Imagine what people can do by making something for a hundred of years and mooving on w their expierense to create anither great comic? And people will have to to read it too! 50 years of worldbuilding... Were death is indeed bad and not glorified
And having to team up for big projects wont hold back people from making something by themselves anymore sinse they now can just learn every field of team members they needed, and itd be indeed THEIR animation show, all hours, all made by one person
Creativity is far more endless then simply 15k years
Entertainment? Entertainment they will give!
yeah 17776 rocks, its so cool, its sad we dont have that
Or maype having lots of time will make people lazy
An endless cycle of procrastination with no deadline
Also alot of art is drived from either a conscious or unconscious need to live on a way to immortalize your self “ i cant live forever but my legacy can!)
But the questions is if u can indeed live forever would u bother building a legacy?
Also no kids no new generation no new idea it is the same old people going slowly depressed and insane honestly sometimes i think best experience to describe how immortality would feel is covid lockdown
“We all kept taking about how if world stopped for a min and we stayed at home we will do everything we ever wanted to do but it didn’t have the time to do but then covid happened and most people didn’t do anything
@@nourtamer3189 Personally I make art cuz it's fun, I'm sure I'd treat it differently over time but still
I was having a conversation with someone on Reddit that asserted that eternal life would get boring eventually because they'd run out of things to do. So I asked the obvious question: "Are you saying that your to-do list of fun things to try has ever gotten shorter? That's not an experience I've ever had. What was that like?"
They deleted their whole account ten minutes later.
r/thatHappened
The problem isn't necessarily the search for immortality, but what you are willing to do to get it.
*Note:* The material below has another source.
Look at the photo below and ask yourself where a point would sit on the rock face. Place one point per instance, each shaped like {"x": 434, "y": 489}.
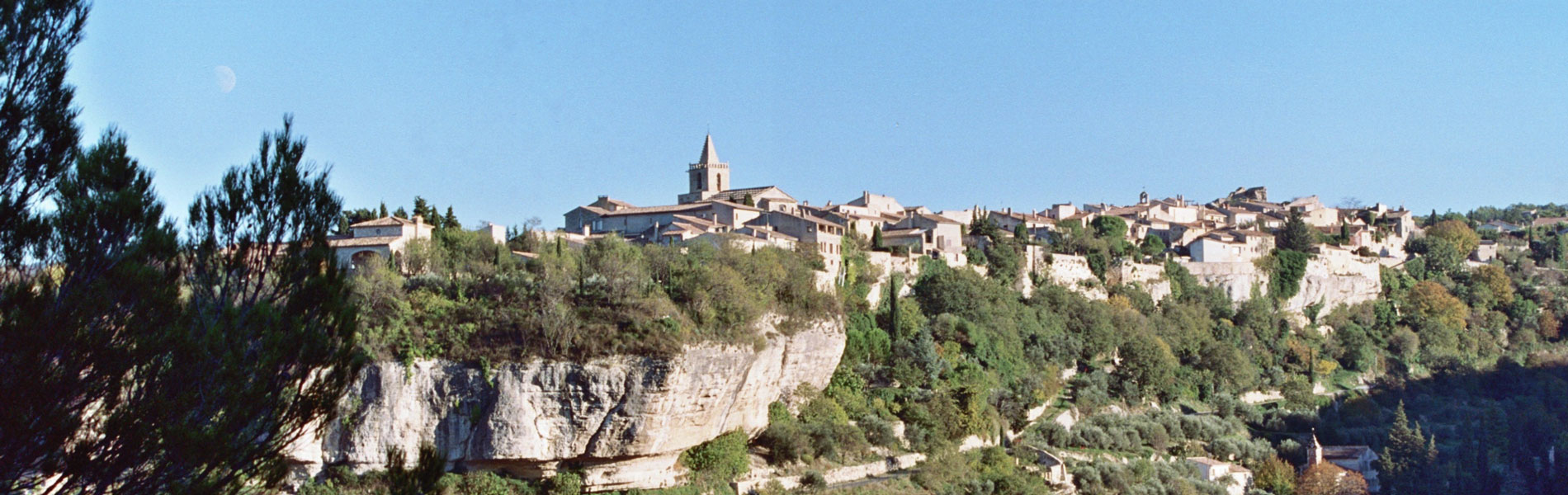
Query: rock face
{"x": 1332, "y": 278}
{"x": 621, "y": 420}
And in most stories, that immortality comes at a cost someone other than the potential immortal has to pay. But most of the stories also don't explicitly point that out, which I find kind of annoying. Immortality that doesn't come at the cost of some people's lives would like be much more widely accepted as a concept.
The cost is tons of scientists, many years, and a lot of funding.
I'd say that's worth it for a happy, healthy life for as long as you choose. 🎉
Atium compounders and Atium leechers from Scadrial have supernatural immortality.
@@ArthurWangArtthe cost is the extinction of many more other species that the ones we already made go extinct, that IS the cost.
Have the respect to acknowledge that.
Yeah just as long as it's not people then it's okay.
You're proving why this species is doomed.
I think that the way that they approach immortality in Frieren is neither super boring nor just pain, but it does focus on how life is change and for someone who lives so long change is hard. At least that was what I took away from the story so far.